Revisiting Gaussian Process Reconstruction for Cosmological Inference: The Generalised GP (Gen GP) Framework
Ruchika, Purba Mukherjee, Arianna Favale
TL;DR
This work tackles kernel-induced biases in Gaussian Process reconstructions of the cosmic expansion history and $H_0$ estimation by introducing the Generalized Gaussian Process (Gen GP), which treats the Matérn smoothness ν as a free parameter to be inferred from data. By applying Gen GP to cosmic chronometer measurements and comparing against standard GP and parametric cosmologies (ΛCDM, wCDM, CPL, Padé), the authors show that kernel choice can produce variations in $H_0$ comparable to those from different cosmological models, and that full Bayesian marginalization over hyperparameters yields more robust, consistent reconstructions, especially when cosmological priors are included via the mean function. Gen GP achieves tighter and more reliable uncertainty estimates, reduces discrepancies between marginalized and optimized reconstructions, and mitigates kernel-selection bias without sacrificing fit quality. These results advocate for data-driven kernel optimization and comprehensive marginalization as essential for robust, model-independent cosmological inferences, a necessity as precision cosmology enters the data-rich era of Euclid and LSST.
Abstract
We investigate uncertainties in the estimation of the Hubble constant ($H_0$) arising from Gaussian Process (GP) reconstruction, demonstrating that the choice of kernel introduces systematic variations comparable to those arising from different cosmological models.

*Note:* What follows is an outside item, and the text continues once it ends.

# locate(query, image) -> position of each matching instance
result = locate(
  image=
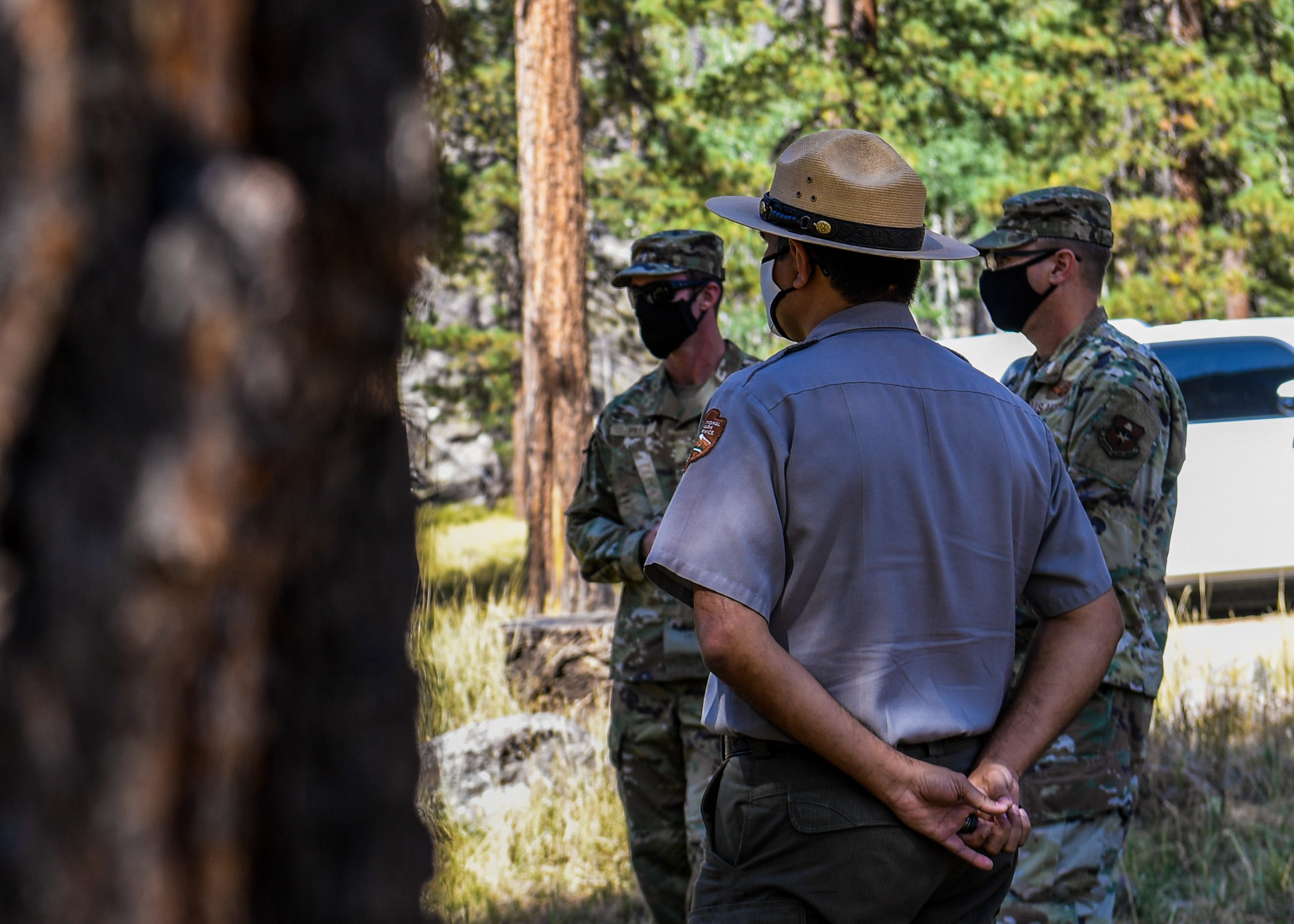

To address this limitation, we introduce the Generalized Gaussian Process (Gen GP) framework, in which the Matérn smoothness parameter $ν$ is treated as a free parameter, allowing for data-driven kernel optimization. Using the cosmic chronometer Hubble data, we find that while standard GP with $Λ$CDM mean function exhibits noticeable reconstruction differences between optimized and marginalized approaches, particularly at $z > 1$, Gen GP maintains methodological consistency. In Gen GP, slight increases in $χ^2$ per degree of freedom relative to standard GP, for both the zero-mean and $Λ$CDM prior mean cases, reflect added flexibility rather than performance degradation. Our results emphasize that robust cosmological inference requires treating kernel parameters as free variables and implementing full Bayesian marginalization to avoid artificial precision from fixed hyperparameters. As machine learning becomes central to cosmological discovery, the Gen GP framework provides a principled approach to model-independent inference that properly accounts for methodological uncertainties while maintaining necessary flexibility for reliable parameter estimation.